The present invention generally relates to a deflection control ink jet printing apparatus of the type which ejects ink under pressure from a nozzle, applies vibration to the ejected ink to form ink droplets regularly, develops a multi-level electric field selectively in accordance with an image signal when each ink droplet shapes itself, charges ink droplets by the electric field, and deflects charged ink droplets by a deflecting electric field to a multiplicity of levels. More particularly, the present invention is directed to a charge level setting device which can automatically set and adjust a charging level to promote adequate deflection of charged ink droplets.
In such a multi-value or multi-level deflection control type ink jet printer, one nozzle is alotted to cover three or more picture elements (e.g. 40 dots in a width of 5 mm, assuming 8 dots/mm). Printing ink droplets are charged to three or more levels (e.g. 40 levels) to be deflected along three or more different paths (e.g. 40 paths). A recording medium in the form of a paper sheet is placed at a relatively large distance from a nozzle of the printer. With this in view, ink is pressurized to a level high enough for a droplet thereof from the nozzle to reach the recording sheet in a stable manner along a predetermined path, despite its passage through the charging and deflecting electric fields. In order that ink droplets of a given diameter may appear regularly and follow their predetermined paths accurately, it is a prerequisite that a variety of factors such as a viscosity and pressure of ink, a vibrating pressure, an amount of charge and an intensity of electric field for deflection be stabilized and controlled exactly.
However, it is impossible in practice to hold all such factors under fully controlled conditions. A known ink jet printer has a plurality of ink ejection holes arranged such that a string of ink droplets from each ejection hole are charged to several different levels to print dots in different positions on a paper sheet and, thereby, reproduce an image continuously together with those ejected from the adjacent holes. In this type of ink jet printer in particular, the impracticality of the ideal control over the various factors may cause the droplets from adjacent holes to become spaced from said other, overlapped each other or otherwise misdeflected. Where a printer head having a single ejection hole is moved in a direction perpendicular to the direction of deflection, the maximum width of deflection becomes either expanded or contracted.
These problems have hitherto been settled by an expedient in which an actual deflection position of ink droplets of a given deflection step in detected, a charging voltage is so adjusted as to permit said ink droplets to reach a predetermined reference position, and then charging voltages for the other deflection steps are computed from the thus determined charging voltage.
Another cause of misdeflection of an ink droplet is the distortion of its charge attributable to the charges on ink droplets which are flying just a head of it.
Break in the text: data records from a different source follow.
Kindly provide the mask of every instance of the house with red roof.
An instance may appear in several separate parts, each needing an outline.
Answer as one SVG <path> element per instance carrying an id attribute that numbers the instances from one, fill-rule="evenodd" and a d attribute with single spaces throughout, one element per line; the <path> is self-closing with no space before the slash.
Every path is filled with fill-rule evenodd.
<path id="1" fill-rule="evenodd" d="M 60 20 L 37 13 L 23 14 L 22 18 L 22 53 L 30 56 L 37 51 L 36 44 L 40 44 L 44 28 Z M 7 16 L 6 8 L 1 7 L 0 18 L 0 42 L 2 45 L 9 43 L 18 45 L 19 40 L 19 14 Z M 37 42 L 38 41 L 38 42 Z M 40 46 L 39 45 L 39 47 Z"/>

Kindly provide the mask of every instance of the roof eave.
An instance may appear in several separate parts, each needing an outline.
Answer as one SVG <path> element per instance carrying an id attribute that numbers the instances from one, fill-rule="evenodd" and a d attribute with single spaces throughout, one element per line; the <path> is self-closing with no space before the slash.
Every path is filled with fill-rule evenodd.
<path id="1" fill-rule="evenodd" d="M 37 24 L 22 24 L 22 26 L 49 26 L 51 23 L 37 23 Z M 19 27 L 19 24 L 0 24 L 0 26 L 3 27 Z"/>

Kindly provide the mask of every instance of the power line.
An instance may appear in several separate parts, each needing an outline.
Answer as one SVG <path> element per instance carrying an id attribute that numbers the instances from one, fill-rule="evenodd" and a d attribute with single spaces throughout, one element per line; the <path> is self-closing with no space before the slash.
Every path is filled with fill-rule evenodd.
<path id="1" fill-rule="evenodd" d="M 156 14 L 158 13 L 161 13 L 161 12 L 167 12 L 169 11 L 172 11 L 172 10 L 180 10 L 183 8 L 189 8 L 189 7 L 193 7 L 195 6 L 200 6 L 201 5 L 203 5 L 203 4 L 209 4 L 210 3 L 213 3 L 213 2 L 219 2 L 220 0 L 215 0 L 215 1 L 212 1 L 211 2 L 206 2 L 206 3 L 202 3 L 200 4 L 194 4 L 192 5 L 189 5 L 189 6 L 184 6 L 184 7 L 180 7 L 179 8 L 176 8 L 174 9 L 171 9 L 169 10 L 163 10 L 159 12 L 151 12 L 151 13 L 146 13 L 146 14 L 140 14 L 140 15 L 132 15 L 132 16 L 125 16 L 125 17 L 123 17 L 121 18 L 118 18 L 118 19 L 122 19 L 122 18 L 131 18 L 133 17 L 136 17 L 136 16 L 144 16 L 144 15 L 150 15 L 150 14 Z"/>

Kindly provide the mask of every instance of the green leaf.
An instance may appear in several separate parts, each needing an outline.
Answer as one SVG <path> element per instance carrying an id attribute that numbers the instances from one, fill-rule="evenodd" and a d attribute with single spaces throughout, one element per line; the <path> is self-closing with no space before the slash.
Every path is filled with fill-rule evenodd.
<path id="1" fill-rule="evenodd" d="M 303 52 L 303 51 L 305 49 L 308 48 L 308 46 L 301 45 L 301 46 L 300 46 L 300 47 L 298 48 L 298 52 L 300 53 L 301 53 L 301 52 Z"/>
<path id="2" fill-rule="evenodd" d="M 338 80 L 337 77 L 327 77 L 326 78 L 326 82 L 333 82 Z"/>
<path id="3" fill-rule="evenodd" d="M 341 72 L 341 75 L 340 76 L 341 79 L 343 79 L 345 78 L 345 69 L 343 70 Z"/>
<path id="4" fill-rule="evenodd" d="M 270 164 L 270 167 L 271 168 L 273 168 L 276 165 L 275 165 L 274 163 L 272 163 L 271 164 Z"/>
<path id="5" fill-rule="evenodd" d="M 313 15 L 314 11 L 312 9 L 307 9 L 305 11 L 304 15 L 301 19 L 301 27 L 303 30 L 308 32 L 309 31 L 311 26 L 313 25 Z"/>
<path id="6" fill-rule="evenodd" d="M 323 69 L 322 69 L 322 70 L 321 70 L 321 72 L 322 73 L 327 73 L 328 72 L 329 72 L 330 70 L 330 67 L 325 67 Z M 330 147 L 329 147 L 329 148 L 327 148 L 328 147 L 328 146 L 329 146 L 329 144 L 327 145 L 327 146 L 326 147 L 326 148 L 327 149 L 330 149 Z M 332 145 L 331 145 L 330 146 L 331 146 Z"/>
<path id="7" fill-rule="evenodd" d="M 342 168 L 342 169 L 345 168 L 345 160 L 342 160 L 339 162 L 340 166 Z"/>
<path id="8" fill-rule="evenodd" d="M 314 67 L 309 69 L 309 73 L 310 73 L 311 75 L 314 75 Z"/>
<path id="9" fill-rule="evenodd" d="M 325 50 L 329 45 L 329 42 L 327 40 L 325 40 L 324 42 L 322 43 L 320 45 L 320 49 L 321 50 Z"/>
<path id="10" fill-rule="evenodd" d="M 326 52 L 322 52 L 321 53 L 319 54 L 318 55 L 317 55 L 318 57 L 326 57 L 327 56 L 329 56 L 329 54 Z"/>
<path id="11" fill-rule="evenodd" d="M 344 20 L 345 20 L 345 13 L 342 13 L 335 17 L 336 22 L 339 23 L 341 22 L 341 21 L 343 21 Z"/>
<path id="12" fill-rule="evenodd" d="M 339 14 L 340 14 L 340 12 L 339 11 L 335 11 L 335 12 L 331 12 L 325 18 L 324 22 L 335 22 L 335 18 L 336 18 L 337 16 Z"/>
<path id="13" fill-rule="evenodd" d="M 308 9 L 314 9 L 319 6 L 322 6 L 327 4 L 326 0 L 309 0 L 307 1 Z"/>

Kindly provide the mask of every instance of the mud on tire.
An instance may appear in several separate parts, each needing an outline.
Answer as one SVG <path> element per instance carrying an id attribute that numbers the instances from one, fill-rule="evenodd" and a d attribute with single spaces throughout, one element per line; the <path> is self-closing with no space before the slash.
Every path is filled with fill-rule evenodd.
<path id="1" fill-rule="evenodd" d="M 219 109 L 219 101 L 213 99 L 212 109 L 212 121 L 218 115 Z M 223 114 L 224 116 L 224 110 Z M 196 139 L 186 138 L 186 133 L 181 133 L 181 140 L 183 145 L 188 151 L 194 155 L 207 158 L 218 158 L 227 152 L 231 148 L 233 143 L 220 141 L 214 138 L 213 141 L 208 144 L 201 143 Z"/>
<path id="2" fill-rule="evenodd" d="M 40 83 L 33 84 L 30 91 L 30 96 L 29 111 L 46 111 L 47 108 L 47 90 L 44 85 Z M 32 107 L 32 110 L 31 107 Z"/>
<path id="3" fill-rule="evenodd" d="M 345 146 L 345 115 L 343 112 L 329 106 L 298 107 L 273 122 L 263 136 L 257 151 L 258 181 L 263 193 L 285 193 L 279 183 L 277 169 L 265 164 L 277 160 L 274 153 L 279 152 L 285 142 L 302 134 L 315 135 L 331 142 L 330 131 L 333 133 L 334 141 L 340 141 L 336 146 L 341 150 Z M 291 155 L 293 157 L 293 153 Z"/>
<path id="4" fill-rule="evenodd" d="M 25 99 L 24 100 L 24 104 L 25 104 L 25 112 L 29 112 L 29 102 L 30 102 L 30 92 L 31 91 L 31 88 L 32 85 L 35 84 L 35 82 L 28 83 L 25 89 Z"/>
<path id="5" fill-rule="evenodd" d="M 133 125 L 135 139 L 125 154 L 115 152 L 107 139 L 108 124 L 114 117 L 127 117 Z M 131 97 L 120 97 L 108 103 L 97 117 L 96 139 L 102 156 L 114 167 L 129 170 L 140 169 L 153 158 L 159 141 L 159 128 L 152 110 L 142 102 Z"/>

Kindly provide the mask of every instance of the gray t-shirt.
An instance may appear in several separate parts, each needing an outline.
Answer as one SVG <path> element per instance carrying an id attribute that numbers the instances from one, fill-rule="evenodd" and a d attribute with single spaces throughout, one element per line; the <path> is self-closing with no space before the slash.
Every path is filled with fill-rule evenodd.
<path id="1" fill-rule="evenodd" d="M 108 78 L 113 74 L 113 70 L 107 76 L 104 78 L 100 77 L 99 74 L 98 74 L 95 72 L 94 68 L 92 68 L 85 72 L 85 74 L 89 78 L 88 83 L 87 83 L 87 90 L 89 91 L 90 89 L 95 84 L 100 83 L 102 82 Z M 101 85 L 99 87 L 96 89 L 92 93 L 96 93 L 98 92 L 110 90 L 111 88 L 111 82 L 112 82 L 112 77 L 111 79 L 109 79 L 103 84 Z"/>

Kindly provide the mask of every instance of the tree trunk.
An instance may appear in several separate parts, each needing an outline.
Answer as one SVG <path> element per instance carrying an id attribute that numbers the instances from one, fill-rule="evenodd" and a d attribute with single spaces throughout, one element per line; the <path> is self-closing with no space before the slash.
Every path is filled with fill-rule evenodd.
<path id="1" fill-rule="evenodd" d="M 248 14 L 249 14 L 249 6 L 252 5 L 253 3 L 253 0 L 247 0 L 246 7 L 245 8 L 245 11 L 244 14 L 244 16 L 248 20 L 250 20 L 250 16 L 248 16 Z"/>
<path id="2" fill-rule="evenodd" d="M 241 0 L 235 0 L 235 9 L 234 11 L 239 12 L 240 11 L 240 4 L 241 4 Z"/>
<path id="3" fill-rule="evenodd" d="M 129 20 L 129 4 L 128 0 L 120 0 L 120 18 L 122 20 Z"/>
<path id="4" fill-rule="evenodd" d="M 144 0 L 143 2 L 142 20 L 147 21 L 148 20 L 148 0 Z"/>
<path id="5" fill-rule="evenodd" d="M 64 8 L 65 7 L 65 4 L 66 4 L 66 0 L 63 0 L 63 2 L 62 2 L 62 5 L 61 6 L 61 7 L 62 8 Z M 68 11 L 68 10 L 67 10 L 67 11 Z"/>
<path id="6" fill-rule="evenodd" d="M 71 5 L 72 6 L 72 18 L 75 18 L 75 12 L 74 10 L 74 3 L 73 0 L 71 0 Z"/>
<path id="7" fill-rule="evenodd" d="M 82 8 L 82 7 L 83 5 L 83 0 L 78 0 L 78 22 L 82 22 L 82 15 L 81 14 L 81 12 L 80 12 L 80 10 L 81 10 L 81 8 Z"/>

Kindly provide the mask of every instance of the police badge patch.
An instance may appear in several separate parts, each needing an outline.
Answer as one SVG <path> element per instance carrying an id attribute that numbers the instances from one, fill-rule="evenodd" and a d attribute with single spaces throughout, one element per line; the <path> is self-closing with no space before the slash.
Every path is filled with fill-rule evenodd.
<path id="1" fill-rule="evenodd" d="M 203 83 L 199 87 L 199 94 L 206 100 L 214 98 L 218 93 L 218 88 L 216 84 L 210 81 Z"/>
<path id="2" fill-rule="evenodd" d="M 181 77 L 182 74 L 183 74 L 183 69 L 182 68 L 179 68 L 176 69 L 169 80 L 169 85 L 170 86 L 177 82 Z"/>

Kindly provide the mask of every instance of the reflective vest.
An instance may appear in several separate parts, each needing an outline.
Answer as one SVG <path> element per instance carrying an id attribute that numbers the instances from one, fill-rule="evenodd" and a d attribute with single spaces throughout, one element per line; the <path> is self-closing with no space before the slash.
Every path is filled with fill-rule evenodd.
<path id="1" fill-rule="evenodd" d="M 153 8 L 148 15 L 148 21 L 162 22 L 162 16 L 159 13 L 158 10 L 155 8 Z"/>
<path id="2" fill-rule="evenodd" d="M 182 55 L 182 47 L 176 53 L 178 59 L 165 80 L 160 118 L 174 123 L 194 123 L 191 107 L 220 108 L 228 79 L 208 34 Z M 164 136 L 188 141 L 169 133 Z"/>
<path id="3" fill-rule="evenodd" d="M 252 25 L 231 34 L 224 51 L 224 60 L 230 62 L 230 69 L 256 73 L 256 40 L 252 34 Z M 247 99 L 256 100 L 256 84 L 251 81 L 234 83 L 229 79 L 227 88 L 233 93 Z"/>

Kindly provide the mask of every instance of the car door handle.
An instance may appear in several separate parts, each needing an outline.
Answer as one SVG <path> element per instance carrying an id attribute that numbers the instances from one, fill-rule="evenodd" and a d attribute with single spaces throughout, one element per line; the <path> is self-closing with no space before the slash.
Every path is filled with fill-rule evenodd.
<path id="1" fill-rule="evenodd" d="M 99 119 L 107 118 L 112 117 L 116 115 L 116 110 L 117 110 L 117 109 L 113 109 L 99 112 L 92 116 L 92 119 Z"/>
In detail, image signals have two different levels, "1" and "0", regularly or randomly in accordance with original images while ink droplets are selectively charged and non-charged corresponding to the "1" and "0" signal levels. An electric field developed by the charges on one to four preceding droplets affect a droplet which is about to be charged; the following droplet will be deposited with a less charge than would be deposited by the actual voltage without any disturbance. It is therefore desirable that any distortion in deflection be compensated for in accordance with the charges on the preceding droplets and the distribution of flying droplets.